As Walker puts it, PHC is a “one-of-a-kind college,” one that forms in students “a fervent heart of worship and a lucid mind for leadership.” It offers, he says, “a curriculum that transmits the classical legacy of our Christian civilization.” Walker cites Christ himself, who said, “If therefore thine eye be single, thy whole body shall be full of light.” (Mat. 6:22) Walker wants the students to have “a singleness of vision for Christ…. This is just what is happening, and our country’s future hinges on it no matter who wins the next election.”

Amid the many important changes and additions, one thing has remained constant: PHC continues to burnish its reputation as a “debaters’ college.” Its legal debate teams have not only beaten Oxford University twice, they’ve captured back-to-back national moot court championships (2005-2006), and for the past two years have earned more individual speaker and team trophies at moot court nationals than any other college.

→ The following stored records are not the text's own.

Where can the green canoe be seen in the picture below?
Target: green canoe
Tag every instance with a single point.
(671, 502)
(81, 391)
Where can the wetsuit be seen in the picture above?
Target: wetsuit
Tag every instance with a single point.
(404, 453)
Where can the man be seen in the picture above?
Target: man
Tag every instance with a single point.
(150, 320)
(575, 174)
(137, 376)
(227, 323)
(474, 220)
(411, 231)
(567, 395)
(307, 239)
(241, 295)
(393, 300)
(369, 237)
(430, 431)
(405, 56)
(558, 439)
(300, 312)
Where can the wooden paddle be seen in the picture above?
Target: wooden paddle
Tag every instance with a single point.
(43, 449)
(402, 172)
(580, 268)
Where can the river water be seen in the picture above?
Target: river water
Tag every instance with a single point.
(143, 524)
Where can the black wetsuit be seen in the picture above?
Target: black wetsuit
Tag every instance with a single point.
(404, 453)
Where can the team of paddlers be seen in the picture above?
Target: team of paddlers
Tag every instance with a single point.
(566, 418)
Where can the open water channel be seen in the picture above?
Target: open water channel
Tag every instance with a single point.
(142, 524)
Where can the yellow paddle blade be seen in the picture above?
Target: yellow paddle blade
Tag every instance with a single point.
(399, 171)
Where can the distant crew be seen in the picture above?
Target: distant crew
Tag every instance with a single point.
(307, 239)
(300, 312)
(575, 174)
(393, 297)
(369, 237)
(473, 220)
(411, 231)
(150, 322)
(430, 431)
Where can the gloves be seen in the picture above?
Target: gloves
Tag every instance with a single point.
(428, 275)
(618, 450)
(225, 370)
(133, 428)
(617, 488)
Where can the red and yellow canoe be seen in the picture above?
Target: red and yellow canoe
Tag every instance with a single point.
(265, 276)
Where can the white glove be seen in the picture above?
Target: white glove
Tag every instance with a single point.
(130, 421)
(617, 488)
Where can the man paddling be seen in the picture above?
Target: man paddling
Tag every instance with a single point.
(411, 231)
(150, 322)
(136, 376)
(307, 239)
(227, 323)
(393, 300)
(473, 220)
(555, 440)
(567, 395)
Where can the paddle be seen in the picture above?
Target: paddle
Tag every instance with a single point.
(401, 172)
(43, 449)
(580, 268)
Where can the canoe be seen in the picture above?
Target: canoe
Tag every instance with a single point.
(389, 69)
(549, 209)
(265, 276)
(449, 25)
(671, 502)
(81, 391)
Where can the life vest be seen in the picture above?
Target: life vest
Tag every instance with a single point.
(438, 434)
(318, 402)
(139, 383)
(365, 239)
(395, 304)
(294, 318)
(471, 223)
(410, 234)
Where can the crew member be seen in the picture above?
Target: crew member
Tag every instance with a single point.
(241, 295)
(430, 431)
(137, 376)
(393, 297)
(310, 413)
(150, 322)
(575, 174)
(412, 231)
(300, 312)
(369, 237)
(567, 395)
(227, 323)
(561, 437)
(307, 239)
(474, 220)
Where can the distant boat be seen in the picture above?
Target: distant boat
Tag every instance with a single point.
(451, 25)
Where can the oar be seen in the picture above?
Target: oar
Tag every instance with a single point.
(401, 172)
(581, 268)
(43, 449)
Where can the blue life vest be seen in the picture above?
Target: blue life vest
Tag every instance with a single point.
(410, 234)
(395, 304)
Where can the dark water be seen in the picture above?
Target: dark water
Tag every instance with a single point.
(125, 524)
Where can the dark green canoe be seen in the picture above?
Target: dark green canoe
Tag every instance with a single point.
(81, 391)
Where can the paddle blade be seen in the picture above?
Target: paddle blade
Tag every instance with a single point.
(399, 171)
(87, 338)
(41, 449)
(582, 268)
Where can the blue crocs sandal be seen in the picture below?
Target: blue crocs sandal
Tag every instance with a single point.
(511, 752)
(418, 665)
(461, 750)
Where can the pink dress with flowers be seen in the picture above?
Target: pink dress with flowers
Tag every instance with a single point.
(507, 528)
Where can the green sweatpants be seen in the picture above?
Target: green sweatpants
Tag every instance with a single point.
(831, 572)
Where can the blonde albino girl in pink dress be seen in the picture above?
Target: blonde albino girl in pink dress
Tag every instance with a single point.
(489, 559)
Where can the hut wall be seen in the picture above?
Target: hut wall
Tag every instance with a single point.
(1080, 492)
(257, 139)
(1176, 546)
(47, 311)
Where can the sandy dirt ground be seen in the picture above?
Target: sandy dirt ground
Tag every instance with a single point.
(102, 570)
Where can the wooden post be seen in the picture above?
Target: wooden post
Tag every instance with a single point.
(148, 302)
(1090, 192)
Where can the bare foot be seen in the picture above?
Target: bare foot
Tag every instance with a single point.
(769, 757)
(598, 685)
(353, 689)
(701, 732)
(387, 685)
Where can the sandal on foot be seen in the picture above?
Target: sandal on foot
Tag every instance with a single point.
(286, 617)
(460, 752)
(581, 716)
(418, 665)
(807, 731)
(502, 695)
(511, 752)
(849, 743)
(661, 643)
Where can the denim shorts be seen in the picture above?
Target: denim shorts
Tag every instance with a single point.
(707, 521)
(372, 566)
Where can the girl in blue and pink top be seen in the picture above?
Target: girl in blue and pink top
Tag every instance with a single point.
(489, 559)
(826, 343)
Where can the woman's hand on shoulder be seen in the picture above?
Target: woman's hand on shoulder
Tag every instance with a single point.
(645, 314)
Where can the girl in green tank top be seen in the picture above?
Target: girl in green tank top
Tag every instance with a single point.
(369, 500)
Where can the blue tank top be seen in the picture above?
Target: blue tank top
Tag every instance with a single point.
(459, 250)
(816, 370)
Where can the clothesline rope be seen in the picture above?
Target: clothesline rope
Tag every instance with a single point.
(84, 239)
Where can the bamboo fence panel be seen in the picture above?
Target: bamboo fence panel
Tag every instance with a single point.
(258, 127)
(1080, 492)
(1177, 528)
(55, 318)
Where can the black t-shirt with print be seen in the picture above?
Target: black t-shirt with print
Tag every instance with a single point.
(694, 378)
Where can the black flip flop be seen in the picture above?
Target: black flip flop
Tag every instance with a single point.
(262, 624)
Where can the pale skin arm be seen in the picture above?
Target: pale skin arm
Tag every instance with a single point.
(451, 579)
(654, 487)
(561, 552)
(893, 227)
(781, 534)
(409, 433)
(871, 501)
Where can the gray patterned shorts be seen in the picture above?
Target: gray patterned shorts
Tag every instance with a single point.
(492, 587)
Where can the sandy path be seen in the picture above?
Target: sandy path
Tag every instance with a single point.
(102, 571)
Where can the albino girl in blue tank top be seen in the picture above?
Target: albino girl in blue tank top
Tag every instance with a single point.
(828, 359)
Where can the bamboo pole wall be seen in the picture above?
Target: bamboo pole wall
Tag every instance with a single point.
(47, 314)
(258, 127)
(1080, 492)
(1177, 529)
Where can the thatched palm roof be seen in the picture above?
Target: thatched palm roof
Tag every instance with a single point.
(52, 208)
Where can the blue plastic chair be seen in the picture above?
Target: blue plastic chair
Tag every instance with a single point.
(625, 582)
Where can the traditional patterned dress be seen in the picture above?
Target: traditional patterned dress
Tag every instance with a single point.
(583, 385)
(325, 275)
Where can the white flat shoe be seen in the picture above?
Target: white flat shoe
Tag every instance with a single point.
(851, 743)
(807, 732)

Today Farris, a constitutional attorney and chairman of the Home School Legal Defense Association, sees his dream of a college anchored in both academic rigor and unflinching biblical teaching becoming a reality.

With its distinctly Christian statement of faith leaving no room for confusion, Patrick Henry College has designed one of the most comprehensive core curriculums in the country and an academic foundation built upon the truth found only in Scripture. To protect itself from government regulations and thereby safeguard its liberty to teach from a distinctly Christian worldview, the College operates with a no-debt policy and accepts no government funding. Its operations and facilities are funded entirely through donations.

The college continues to be the subject of intense media scrutiny, books, and international features, documentaries – even movies – not to mention the ongoing and often vicious attacks from its critics on the left. Yet PHC’s leadership remains committed to holding fast to its biblical roots, founding principles and evangelical aspirations, come what may.

“A small number of Christian colleges are truly faithful to word of God,” Farris said. “At Patrick Henry we are committed to remaining faithful. We are not alone in that, but among an increasingly small number. Many schools have compromised. We remain unwavering.”